Businesses are starting to make their data centers greener, and they are reaping benefits to their bottom line in the process. According to a new report from technology services provider CDW, 43 percent of IT professionals who have a data center consolidation strategy consider “green initiatives” to be a top consideration.

Respondents report that 32 percent of today’s data center purchases are energy friendly. These purchases have made data centers greener, with respondents reporting that:

  • 65 percent have virtualized servers and storage.
  • 60 percent have consolidated servers.
  • 46 percent have implemented hardware with newer, low-power or low-wattage processors.
  • 44 percent have implemented ENERGY STAR devices.
  • 31 percent have deployed power-efficient networking equipment.
  • 28 percent use energy-efficient and load-shedding uninterruptible power supplies (UPS).
  • 23 percent have implemented new cooling approaches, including in-aisle cooling, hot/cold aisle containment, water cooling and power/cooling management software.
  • 17 percent have increased use of hosted services.
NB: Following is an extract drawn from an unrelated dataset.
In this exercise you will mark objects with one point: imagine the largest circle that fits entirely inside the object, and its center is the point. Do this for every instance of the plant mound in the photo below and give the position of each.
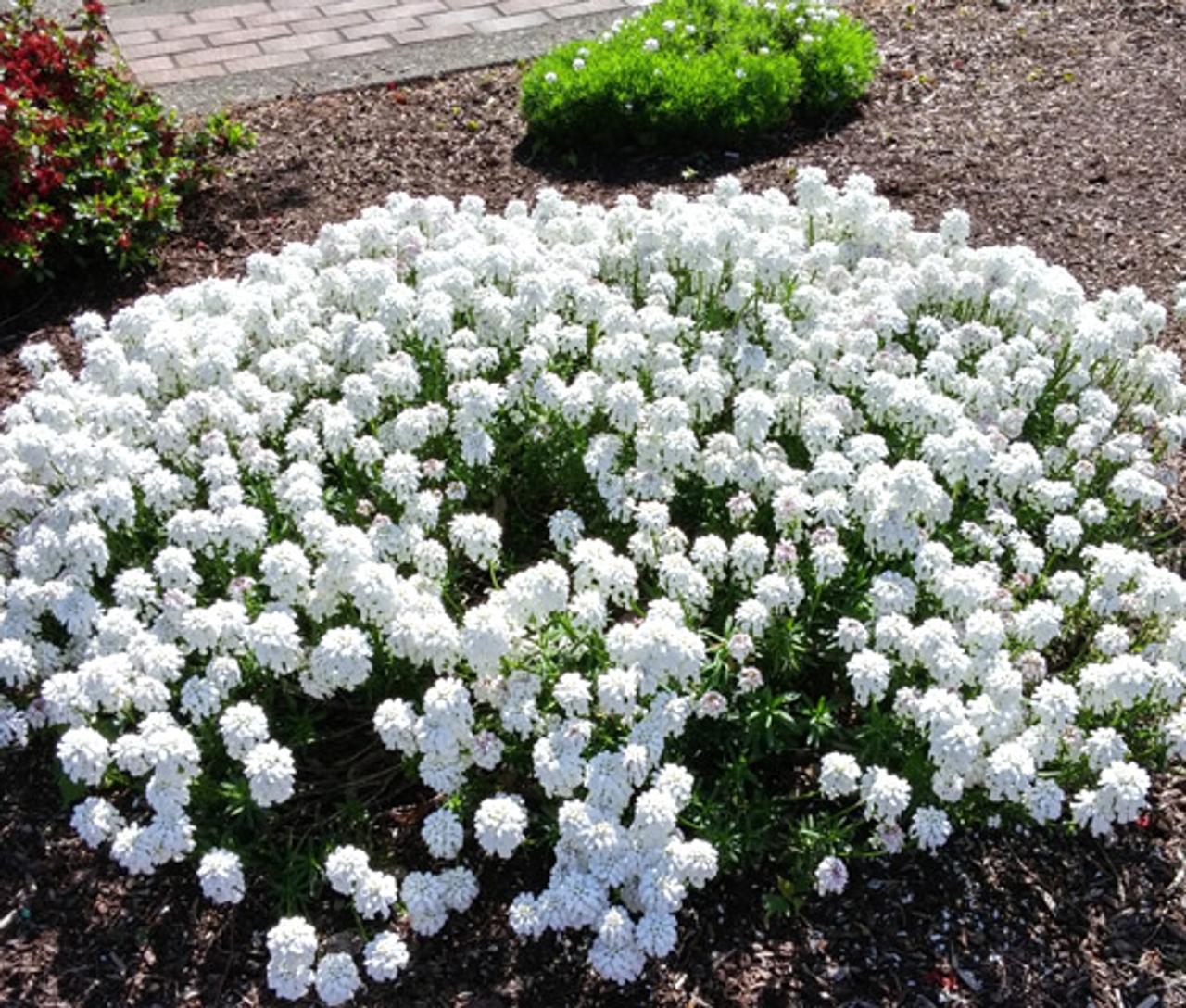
(699, 71)
(92, 168)
(630, 543)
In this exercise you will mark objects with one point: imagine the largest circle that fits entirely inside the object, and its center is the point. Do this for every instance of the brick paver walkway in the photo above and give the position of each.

In addition to being better for the environment, these tactics have provided tangible energy savings to organizations implementing them. For instance, respondents estimate that virtualized servers and storage in the data center have reduced energy consumption by 28 percent over previous power use. New cooling approaches are 22 percent more energy efficient than older cooling methods. Of those respondents who have a plan in place to manage data center power consumption, more than 70 percent in each industry sector (including business, nonprofit, government and education) say they have reduced their actual data center energy costs by at least 1 percent.

While cloud computing is a market basket of discrete technologies and services, it is entirely about IT efficiency

Interestingly, IT professionals also view cloud computing as a key to managing energy use, with 62 percent of respondents calling it an energy efficient method of data center consolidation, an increase of 15 percent since 2010. Greenbiz reported that cloud computing also can lead to indirect energy savings, which while less important to the business, can be significant to the environment overall. Since cloud computing makes remote data access simple, it can reduce the need for employees to travel to a physical office, resulting in reduced “emissions from commuting, as well as lowering other environmental impacts associated with maintaining office space,” CDW told Greenbiz.

“While cloud computing is a market basket of discrete technologies and services, it is entirely about IT efficiency, and as a strategy, it can deliver significant energy savings that will complement other solutions within the data center,” Norm Lillis, vice president of systems solutions at CDW, said in a press release.

What kinds of energy efficient solutions have you employed in your data center plans? Is cloud computing among them?